Cesar de Pisano contiene las ganas de gritar, esta en su remota residencia luego de haberse encontrado milagrosamente con Ariadne de Mare y tener apenas una conversación que fue más una discusión que le hicieron revivir las cosas del pasado, donde forzo a Ariadne en comprometerse con él para que ella no se casara con León III, que ese compromiso se rompiera por culpa de las artimañas de Isabella de Mare y finalmente en el rechazo de Ariadne que sumado a su pobre papel como comandante defensor de Estrusco en la guerra, le obligo a resguardarse en el campo por una temporada.

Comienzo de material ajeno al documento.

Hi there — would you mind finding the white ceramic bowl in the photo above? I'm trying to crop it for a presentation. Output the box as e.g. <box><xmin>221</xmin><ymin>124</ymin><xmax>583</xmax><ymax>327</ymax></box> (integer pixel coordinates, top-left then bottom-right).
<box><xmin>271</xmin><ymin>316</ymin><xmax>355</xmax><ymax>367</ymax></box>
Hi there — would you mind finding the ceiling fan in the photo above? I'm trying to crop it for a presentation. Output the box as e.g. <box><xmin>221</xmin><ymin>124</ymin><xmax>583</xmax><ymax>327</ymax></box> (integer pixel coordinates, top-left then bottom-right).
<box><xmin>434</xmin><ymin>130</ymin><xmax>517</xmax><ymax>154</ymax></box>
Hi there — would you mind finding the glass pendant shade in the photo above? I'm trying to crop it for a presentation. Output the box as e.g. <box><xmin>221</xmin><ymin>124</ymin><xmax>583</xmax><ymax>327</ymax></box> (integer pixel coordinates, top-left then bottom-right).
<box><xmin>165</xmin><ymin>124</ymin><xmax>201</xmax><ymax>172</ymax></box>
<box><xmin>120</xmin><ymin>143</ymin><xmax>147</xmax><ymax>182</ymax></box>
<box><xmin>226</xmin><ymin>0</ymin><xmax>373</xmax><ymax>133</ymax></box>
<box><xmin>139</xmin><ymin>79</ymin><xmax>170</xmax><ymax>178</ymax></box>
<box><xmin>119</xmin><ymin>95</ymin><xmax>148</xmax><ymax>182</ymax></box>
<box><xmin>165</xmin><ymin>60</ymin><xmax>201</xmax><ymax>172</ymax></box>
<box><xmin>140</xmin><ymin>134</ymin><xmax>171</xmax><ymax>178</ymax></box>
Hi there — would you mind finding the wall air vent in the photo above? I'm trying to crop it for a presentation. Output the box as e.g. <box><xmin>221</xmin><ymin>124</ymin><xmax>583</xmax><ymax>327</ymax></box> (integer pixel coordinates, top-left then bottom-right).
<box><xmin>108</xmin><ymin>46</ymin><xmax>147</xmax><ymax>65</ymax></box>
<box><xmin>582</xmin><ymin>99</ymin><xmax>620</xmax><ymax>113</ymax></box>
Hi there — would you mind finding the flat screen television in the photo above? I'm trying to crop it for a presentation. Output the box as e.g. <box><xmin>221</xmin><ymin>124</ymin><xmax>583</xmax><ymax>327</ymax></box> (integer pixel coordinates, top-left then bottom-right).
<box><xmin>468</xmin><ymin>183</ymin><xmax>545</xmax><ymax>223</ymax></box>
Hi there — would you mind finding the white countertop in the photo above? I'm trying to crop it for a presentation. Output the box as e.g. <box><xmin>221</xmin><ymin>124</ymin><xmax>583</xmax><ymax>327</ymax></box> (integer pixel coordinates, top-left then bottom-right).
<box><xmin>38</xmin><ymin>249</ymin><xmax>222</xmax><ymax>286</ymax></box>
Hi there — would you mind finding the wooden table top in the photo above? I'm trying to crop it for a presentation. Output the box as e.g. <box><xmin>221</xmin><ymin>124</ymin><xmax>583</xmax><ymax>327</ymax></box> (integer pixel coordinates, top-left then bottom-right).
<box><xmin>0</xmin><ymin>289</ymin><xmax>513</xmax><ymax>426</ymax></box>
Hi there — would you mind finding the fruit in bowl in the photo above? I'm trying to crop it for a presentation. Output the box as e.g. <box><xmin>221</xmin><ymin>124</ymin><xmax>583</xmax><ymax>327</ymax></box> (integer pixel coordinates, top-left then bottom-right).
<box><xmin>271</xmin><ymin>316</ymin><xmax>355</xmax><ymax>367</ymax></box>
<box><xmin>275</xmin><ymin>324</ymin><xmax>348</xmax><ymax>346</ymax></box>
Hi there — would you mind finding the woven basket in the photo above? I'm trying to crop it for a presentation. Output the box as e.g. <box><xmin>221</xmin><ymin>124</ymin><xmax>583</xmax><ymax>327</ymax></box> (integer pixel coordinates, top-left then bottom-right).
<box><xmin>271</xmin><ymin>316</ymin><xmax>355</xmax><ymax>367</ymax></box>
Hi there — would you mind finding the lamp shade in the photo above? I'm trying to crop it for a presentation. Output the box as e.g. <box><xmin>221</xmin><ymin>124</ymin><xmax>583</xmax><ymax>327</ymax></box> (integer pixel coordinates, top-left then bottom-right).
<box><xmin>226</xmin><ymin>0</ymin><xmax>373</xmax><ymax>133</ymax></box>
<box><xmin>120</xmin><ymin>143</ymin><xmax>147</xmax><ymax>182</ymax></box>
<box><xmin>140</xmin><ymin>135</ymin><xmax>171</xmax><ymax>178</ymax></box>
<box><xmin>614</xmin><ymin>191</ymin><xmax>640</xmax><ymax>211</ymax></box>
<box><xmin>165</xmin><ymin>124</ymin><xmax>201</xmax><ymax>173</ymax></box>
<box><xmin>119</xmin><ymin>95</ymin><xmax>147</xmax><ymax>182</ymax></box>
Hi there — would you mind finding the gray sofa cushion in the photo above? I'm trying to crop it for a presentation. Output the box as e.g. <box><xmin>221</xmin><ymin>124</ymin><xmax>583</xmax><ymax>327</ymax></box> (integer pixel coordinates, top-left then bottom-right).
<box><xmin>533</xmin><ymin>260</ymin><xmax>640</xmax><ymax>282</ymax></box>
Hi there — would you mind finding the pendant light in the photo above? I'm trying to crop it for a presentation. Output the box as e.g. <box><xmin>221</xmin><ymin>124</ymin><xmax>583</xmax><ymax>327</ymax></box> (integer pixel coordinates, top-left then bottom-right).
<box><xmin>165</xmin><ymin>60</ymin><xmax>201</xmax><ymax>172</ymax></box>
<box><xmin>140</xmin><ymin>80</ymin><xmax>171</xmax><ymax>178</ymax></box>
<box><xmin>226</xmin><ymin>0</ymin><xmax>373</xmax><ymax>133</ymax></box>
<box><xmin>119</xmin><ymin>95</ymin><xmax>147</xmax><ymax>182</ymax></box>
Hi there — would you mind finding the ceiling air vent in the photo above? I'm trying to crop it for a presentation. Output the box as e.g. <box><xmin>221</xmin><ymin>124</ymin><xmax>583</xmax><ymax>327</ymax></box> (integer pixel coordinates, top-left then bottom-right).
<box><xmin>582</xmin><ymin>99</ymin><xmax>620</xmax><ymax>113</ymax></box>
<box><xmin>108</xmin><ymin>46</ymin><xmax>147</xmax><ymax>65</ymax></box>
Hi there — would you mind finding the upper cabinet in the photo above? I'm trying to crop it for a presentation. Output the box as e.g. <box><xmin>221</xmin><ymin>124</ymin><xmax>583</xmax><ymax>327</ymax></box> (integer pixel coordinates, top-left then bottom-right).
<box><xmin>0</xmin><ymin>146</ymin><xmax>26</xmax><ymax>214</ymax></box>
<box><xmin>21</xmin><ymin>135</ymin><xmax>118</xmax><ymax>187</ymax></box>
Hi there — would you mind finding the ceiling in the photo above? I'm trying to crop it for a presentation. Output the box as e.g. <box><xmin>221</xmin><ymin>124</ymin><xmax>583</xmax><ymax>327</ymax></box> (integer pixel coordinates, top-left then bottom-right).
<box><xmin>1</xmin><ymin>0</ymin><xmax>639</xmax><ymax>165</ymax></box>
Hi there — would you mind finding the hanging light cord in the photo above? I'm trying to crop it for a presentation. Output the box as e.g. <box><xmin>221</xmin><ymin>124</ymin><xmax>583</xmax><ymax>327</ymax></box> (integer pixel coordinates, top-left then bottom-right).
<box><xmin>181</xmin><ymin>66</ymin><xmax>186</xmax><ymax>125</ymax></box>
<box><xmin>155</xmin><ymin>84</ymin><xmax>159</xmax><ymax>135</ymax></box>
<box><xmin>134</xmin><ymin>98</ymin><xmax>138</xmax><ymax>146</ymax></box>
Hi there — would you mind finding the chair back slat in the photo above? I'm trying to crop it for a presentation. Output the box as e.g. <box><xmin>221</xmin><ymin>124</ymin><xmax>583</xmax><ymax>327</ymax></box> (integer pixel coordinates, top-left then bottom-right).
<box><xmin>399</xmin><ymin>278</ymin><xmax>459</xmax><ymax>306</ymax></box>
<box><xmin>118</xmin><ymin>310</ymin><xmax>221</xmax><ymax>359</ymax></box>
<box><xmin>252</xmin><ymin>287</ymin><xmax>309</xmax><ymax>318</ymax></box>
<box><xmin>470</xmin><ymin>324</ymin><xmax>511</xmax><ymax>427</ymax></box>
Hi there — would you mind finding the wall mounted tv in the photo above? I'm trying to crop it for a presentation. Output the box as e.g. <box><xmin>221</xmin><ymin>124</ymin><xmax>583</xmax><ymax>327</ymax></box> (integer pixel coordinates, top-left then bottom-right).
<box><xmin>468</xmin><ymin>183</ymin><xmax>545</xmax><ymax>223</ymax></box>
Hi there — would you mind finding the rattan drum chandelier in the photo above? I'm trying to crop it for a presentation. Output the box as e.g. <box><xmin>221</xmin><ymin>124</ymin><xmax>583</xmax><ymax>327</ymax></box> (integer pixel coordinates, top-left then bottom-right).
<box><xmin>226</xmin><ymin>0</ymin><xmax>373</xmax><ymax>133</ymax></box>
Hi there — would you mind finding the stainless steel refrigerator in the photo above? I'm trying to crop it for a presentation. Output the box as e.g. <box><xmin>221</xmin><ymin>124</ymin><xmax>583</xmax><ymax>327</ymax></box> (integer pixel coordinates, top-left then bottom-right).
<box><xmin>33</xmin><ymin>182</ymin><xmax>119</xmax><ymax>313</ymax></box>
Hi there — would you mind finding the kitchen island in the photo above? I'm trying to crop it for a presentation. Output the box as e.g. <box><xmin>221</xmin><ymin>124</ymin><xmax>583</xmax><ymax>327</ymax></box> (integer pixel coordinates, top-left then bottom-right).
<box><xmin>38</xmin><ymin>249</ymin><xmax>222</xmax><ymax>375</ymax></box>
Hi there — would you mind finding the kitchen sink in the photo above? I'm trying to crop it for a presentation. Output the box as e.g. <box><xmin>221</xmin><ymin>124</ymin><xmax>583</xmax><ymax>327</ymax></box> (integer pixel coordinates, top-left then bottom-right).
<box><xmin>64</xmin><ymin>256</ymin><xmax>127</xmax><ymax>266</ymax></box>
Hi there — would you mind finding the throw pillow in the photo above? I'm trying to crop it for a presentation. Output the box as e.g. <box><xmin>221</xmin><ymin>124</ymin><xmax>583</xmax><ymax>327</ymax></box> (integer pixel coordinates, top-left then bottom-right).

«Ariadne esta mas linda que antes.»
Un recuerdo mas nubló su mente.
"Te lo advierto Cesar, no te acerques"
"¡Ja! ¿Por qué debería?"
"Porque como sugeriste antes, abstente de ver a una mujer que ya está siendo cortejada"
Cesar ahora quería reírse con advertencia del príncipe Alfonso.
«Una cosa es segura, Ari, serás mía.»
Por otro lado, Rubina, madre de Cesar, se encrispa con saber que Alfonso le había gritado a su hijo, volviendo a llamarle 'de Como' que era su antiguo título, uno muy por debajo del 'de Pisano' que ahora su hijo gozaba.
──¡Ese niño insolente!. ──Suspira, tirando otra hoja de las tantas que tenia en su mesa de té.── ¡Ni una mujer decente se casaría contigo!.
En una conversación con sus damas/secuaces le advirtieron de que Alfonso estaba tras Ariadne de Mare, que seguía cortejándola, con esto era obvio que León III estaría disgustado ante la rebeldía de su vástago de sangre real que ni siquiera tenía el titulo de 'principe heredero' por lo que, si su hijo se casaba y tenia un heredero con alguna princesa de algún otro Reino, tendría posibilidades de ser nombrado oficialmente como el heredero a la corona de León III.
Rubina relame su labio inferior con una sonrisa gatuna de hambre con tan solo pensar en su hijo portar una corona en su cabeza, mientras que ella goza de los halagos, gran reputación y riquezas exorbitantes. Tomando unas merecidas vacaciones después de haber luchado tanto en toda su vida.